The NHS costs the taxpayer just shy of 8% of GDP in 2009/2010 (just over £100 billion) up from its initial cost in 1949/50 of less than £500 million (£11 billion at today's prices). The greatest volume increase being some £46 billion in the 'Blair' years (1997-2008). Yet we have seen very little improvement (er.. none) in the standards of care or the safety of patients despite this vast increase in expenditure. Under staffing and 'dumbing down', yes we have seen much of that. Vast increases in the apparatchiks and their enforcers and huge increases in pay for GP's and Consultants. Intensive 'marketisation' including PFI and the ISTC's, which even though some patients have been happy with (in the main due to short stays and hotel style accommodation) , does not detract from the view that a properly organised and adequately funded public health service, should be able to do better than the 'private sector', because there is no profit margin to factor into the equation. Hip replacement in the NHS, say £6000. In the 'private sector' £6000 + profit of 25% = £7500. And of course no 'backstop' in event of an adverse incident except to rush the inconsiderate sick patient to the nearest A & E of the NHS.
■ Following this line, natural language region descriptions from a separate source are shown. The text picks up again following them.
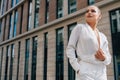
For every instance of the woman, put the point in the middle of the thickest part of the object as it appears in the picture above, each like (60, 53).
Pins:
(91, 47)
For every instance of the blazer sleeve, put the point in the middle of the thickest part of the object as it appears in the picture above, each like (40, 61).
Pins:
(70, 51)
(106, 51)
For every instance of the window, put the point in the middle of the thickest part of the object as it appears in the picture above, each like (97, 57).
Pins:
(0, 27)
(4, 28)
(15, 23)
(45, 55)
(21, 19)
(12, 3)
(18, 61)
(11, 62)
(10, 27)
(71, 72)
(59, 8)
(3, 6)
(47, 11)
(36, 19)
(7, 60)
(59, 55)
(72, 6)
(115, 31)
(34, 59)
(17, 1)
(90, 2)
(115, 19)
(27, 52)
(1, 62)
(29, 26)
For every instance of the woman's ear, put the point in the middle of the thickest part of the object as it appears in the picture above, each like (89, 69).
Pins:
(100, 16)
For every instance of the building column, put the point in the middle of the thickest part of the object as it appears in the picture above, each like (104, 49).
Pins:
(7, 27)
(52, 10)
(40, 59)
(65, 58)
(51, 69)
(81, 4)
(19, 21)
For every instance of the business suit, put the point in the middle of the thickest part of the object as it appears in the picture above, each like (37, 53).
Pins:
(84, 41)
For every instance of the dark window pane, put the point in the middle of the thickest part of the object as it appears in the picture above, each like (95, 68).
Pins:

'Marketisation' then is likely to do little more than bankrupt many Hospital Trusts in the 'brave new world' of the HSCB with the large cohort of  'privateers' extracting ever more from an already creaking budget. But more; the growth of 'disease mongering' in the Primary Care sector will grow at an even faster pace, driven to new heights by the involvement of  'Big Pharma' in the provision of service as well as drugs. There is an already unhealthy relationship between the drug industry and many Doctors and Clinicians as Fiona Godlee stated in her recent BMJ Editorial, citing this study from the US and Canada as evidence of  'less than honest' dealings. I would cite more but the BMJ will not dispense with the 'paywall' on many occasions, thus actually adding to the censorship of that which goes on in the world of medicine, without the knowledge of those who are ultimately paying for it!
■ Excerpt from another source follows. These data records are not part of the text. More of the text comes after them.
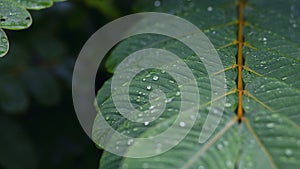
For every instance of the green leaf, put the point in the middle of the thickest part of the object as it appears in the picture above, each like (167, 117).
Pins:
(35, 4)
(13, 16)
(17, 151)
(269, 135)
(4, 45)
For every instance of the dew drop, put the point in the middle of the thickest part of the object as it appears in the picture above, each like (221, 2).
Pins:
(227, 104)
(130, 141)
(157, 3)
(288, 152)
(201, 167)
(125, 166)
(155, 78)
(171, 81)
(145, 165)
(182, 124)
(4, 40)
(270, 125)
(229, 164)
(169, 100)
(210, 8)
(219, 146)
(149, 87)
(226, 143)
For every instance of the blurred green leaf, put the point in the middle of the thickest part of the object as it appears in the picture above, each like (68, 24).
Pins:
(35, 4)
(43, 86)
(14, 16)
(107, 7)
(17, 151)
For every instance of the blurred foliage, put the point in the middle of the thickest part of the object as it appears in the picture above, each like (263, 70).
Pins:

I actually find the original NHS model of universal health care as being a fine and principled concept that I supported for many years. I do not do so now, not from any perverse hatred of that concept but that it no longer ticks any of the boxes of its founders. Since 1979 it has been guided by the politics of greed and stupidity, most largely imported from USA. It has received huge increases in funding that have been 'squandered' on flights of fancy that did nothing to improve or even alter patient outcomes. The NeoLiberals gave most of it away to private sector companies who frankly would have no more idea about 'competition' than flying to the moon! Most would not survive at all but for the largess of the taxpayer, they have no other clients! Like the Banks, they have grown fat and lazy on our money, often without having to tender for anything. Like the Banks they have given us little in return, except another bill for our offspring's to pay.

What I would like to see is a new NHS. One that fulfils its original criteria without all the bureaucracy, hypocrisy and reverence afforded to Doctors and Clinicians as if they are some sort of superhero's. There are plenty of good guys out there, they just seem to have lost the ability of shouting louder than the bad one's. Instead of talking 'ball's' they need to find some.